Free from a life of organized crime, Doo-heon enrolls in a cooking class to pass the time. Hoping to open a restaurant, Doo-heon attempts culinary perfection, but fails miserably. Meeting classmate Se-bin (Sin Se-kyeong) offers an attractive exploit. Se-bin is an excellent student, but mysterious to Doo-heon, as she rebuffs his advances.
She is actually on a covert mission to track Doo-heon’s movements. When the “Korean Don” passes away, Doo-heon is summoned back to lead the criminal conglomerate. Some are not satisfied as Doo-heon had supposedly retired and is thought to have lost his edge. A power struggle ensues between rival Busan gangs to determine a successor for the lucrative throne.
Deep in debt to loan sharks and her sister being held hostage, Se-bin has little choice but to accept a contract to kill Doo-heon. Theoretically, it’s an easy kill for her. She’s a crack shot with a rifle and holds the unofficial Asian record for accuracy. Putting a bullet in Doo-heon’s head will result in forgiven debt and a free sister. Unfortunately, she must fight her conscience and growing sympathy for the target.
The first 30 minutes set the scene and backstory. The pace slows after the opening, differentiating this film from other mafia-focused films. It shifts to a psychological drama. The main story is not a life of crime, but an unlikely relationship between two uniquely connected characters.

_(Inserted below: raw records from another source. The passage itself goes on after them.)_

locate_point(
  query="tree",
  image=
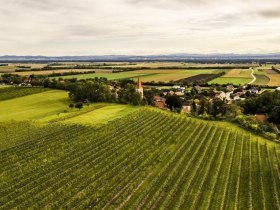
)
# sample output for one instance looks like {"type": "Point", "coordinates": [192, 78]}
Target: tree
{"type": "Point", "coordinates": [128, 95]}
{"type": "Point", "coordinates": [202, 106]}
{"type": "Point", "coordinates": [79, 105]}
{"type": "Point", "coordinates": [275, 115]}
{"type": "Point", "coordinates": [173, 102]}
{"type": "Point", "coordinates": [194, 107]}
{"type": "Point", "coordinates": [219, 107]}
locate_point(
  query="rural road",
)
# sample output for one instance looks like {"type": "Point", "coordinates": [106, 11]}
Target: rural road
{"type": "Point", "coordinates": [254, 78]}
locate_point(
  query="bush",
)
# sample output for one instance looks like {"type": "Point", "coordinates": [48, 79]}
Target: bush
{"type": "Point", "coordinates": [79, 105]}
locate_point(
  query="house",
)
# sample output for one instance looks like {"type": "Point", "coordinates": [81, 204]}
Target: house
{"type": "Point", "coordinates": [186, 108]}
{"type": "Point", "coordinates": [198, 88]}
{"type": "Point", "coordinates": [159, 102]}
{"type": "Point", "coordinates": [139, 87]}
{"type": "Point", "coordinates": [260, 117]}
{"type": "Point", "coordinates": [221, 95]}
{"type": "Point", "coordinates": [178, 93]}
{"type": "Point", "coordinates": [230, 88]}
{"type": "Point", "coordinates": [176, 87]}
{"type": "Point", "coordinates": [254, 90]}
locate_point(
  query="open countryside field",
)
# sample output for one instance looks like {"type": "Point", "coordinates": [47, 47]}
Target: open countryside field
{"type": "Point", "coordinates": [28, 73]}
{"type": "Point", "coordinates": [45, 107]}
{"type": "Point", "coordinates": [34, 107]}
{"type": "Point", "coordinates": [274, 79]}
{"type": "Point", "coordinates": [148, 160]}
{"type": "Point", "coordinates": [147, 75]}
{"type": "Point", "coordinates": [229, 80]}
{"type": "Point", "coordinates": [235, 76]}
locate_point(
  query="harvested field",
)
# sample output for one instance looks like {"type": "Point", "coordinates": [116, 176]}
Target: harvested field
{"type": "Point", "coordinates": [261, 80]}
{"type": "Point", "coordinates": [48, 72]}
{"type": "Point", "coordinates": [197, 78]}
{"type": "Point", "coordinates": [238, 73]}
{"type": "Point", "coordinates": [233, 73]}
{"type": "Point", "coordinates": [274, 80]}
{"type": "Point", "coordinates": [270, 71]}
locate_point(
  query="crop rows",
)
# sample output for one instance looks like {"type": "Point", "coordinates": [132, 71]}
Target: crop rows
{"type": "Point", "coordinates": [14, 92]}
{"type": "Point", "coordinates": [148, 160]}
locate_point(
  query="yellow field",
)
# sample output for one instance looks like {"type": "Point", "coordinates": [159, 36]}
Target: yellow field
{"type": "Point", "coordinates": [274, 79]}
{"type": "Point", "coordinates": [27, 73]}
{"type": "Point", "coordinates": [238, 73]}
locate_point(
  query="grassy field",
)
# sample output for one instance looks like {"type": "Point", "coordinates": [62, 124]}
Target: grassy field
{"type": "Point", "coordinates": [233, 80]}
{"type": "Point", "coordinates": [148, 159]}
{"type": "Point", "coordinates": [28, 73]}
{"type": "Point", "coordinates": [274, 79]}
{"type": "Point", "coordinates": [53, 106]}
{"type": "Point", "coordinates": [147, 75]}
{"type": "Point", "coordinates": [103, 115]}
{"type": "Point", "coordinates": [35, 107]}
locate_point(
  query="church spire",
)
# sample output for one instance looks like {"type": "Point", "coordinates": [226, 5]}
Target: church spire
{"type": "Point", "coordinates": [139, 84]}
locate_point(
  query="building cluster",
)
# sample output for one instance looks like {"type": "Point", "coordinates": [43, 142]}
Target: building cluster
{"type": "Point", "coordinates": [229, 95]}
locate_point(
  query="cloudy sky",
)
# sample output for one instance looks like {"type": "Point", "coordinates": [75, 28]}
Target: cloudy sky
{"type": "Point", "coordinates": [139, 27]}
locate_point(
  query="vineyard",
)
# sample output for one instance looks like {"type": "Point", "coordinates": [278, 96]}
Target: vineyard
{"type": "Point", "coordinates": [147, 160]}
{"type": "Point", "coordinates": [14, 92]}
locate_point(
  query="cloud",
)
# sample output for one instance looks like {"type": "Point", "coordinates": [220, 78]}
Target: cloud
{"type": "Point", "coordinates": [64, 27]}
{"type": "Point", "coordinates": [273, 13]}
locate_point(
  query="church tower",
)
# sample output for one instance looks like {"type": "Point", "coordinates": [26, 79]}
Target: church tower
{"type": "Point", "coordinates": [139, 87]}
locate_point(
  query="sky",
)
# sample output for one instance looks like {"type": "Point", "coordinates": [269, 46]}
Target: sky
{"type": "Point", "coordinates": [138, 27]}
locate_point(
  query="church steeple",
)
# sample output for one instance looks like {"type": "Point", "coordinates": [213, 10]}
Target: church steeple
{"type": "Point", "coordinates": [139, 84]}
{"type": "Point", "coordinates": [139, 87]}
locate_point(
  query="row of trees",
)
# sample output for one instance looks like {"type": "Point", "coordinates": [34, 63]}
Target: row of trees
{"type": "Point", "coordinates": [267, 103]}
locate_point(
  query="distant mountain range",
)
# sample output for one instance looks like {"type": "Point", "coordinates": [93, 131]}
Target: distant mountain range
{"type": "Point", "coordinates": [171, 57]}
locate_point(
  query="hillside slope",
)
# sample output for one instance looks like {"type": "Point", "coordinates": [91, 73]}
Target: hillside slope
{"type": "Point", "coordinates": [147, 160]}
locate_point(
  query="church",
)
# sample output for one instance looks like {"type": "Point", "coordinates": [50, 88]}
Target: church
{"type": "Point", "coordinates": [139, 87]}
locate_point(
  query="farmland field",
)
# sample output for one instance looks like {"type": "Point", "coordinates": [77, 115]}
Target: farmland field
{"type": "Point", "coordinates": [233, 80]}
{"type": "Point", "coordinates": [7, 92]}
{"type": "Point", "coordinates": [34, 107]}
{"type": "Point", "coordinates": [148, 75]}
{"type": "Point", "coordinates": [274, 79]}
{"type": "Point", "coordinates": [149, 159]}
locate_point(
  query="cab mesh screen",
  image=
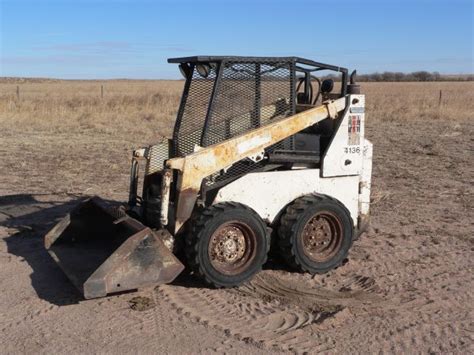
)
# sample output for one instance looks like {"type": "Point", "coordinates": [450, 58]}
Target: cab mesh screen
{"type": "Point", "coordinates": [246, 95]}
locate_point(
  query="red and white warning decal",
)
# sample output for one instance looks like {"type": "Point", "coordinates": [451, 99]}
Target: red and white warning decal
{"type": "Point", "coordinates": [353, 130]}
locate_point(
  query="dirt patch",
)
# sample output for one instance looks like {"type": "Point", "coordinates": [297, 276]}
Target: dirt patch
{"type": "Point", "coordinates": [141, 303]}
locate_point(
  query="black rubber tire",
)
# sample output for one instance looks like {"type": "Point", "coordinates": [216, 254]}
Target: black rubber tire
{"type": "Point", "coordinates": [204, 226]}
{"type": "Point", "coordinates": [291, 228]}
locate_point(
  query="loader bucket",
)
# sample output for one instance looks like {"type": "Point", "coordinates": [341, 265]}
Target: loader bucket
{"type": "Point", "coordinates": [103, 250]}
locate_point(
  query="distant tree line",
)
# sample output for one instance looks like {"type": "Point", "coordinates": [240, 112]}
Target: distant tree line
{"type": "Point", "coordinates": [414, 76]}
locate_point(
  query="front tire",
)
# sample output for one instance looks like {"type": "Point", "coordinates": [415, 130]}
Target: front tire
{"type": "Point", "coordinates": [315, 234]}
{"type": "Point", "coordinates": [227, 245]}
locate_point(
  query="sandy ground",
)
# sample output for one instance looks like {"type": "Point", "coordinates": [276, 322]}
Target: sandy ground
{"type": "Point", "coordinates": [406, 288]}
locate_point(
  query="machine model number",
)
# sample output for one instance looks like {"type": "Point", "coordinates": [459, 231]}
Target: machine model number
{"type": "Point", "coordinates": [352, 150]}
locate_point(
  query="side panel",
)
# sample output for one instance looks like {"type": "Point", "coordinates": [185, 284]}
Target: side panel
{"type": "Point", "coordinates": [269, 192]}
{"type": "Point", "coordinates": [344, 155]}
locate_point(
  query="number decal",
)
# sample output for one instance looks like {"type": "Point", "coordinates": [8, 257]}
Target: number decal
{"type": "Point", "coordinates": [352, 150]}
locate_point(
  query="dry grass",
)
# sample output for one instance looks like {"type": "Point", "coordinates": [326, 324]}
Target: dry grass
{"type": "Point", "coordinates": [61, 136]}
{"type": "Point", "coordinates": [141, 107]}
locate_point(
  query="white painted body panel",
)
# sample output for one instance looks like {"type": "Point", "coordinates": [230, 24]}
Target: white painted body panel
{"type": "Point", "coordinates": [268, 193]}
{"type": "Point", "coordinates": [345, 174]}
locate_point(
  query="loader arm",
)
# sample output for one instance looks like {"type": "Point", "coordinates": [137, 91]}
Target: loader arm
{"type": "Point", "coordinates": [193, 168]}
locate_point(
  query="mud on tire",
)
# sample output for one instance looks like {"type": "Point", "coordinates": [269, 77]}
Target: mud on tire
{"type": "Point", "coordinates": [227, 244]}
{"type": "Point", "coordinates": [315, 234]}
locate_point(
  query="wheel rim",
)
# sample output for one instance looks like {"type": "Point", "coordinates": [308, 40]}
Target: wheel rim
{"type": "Point", "coordinates": [322, 237]}
{"type": "Point", "coordinates": [232, 248]}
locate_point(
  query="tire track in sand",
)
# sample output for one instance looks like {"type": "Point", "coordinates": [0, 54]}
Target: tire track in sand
{"type": "Point", "coordinates": [269, 311]}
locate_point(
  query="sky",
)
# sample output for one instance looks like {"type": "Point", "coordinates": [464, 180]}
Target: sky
{"type": "Point", "coordinates": [87, 39]}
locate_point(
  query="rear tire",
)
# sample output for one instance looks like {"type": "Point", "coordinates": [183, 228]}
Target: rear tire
{"type": "Point", "coordinates": [315, 234]}
{"type": "Point", "coordinates": [227, 245]}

While the plot is not intriguing, the story holds the audience’s attention throughout. The bizarre connection between the main characters invokes emotion and empathy. Song Kang-ho puts in a stellar performance in his role, but Sin Se-kyeong matches him line-for-line, creating an entertaining and convincing bond.
What seems like an action flick from the cover and prelude surely isn’t. Although uneventful and lacking any true pace or emotion at times, the film can be enjoyable. It certainly contains holes, so don’t expect a masterpiece.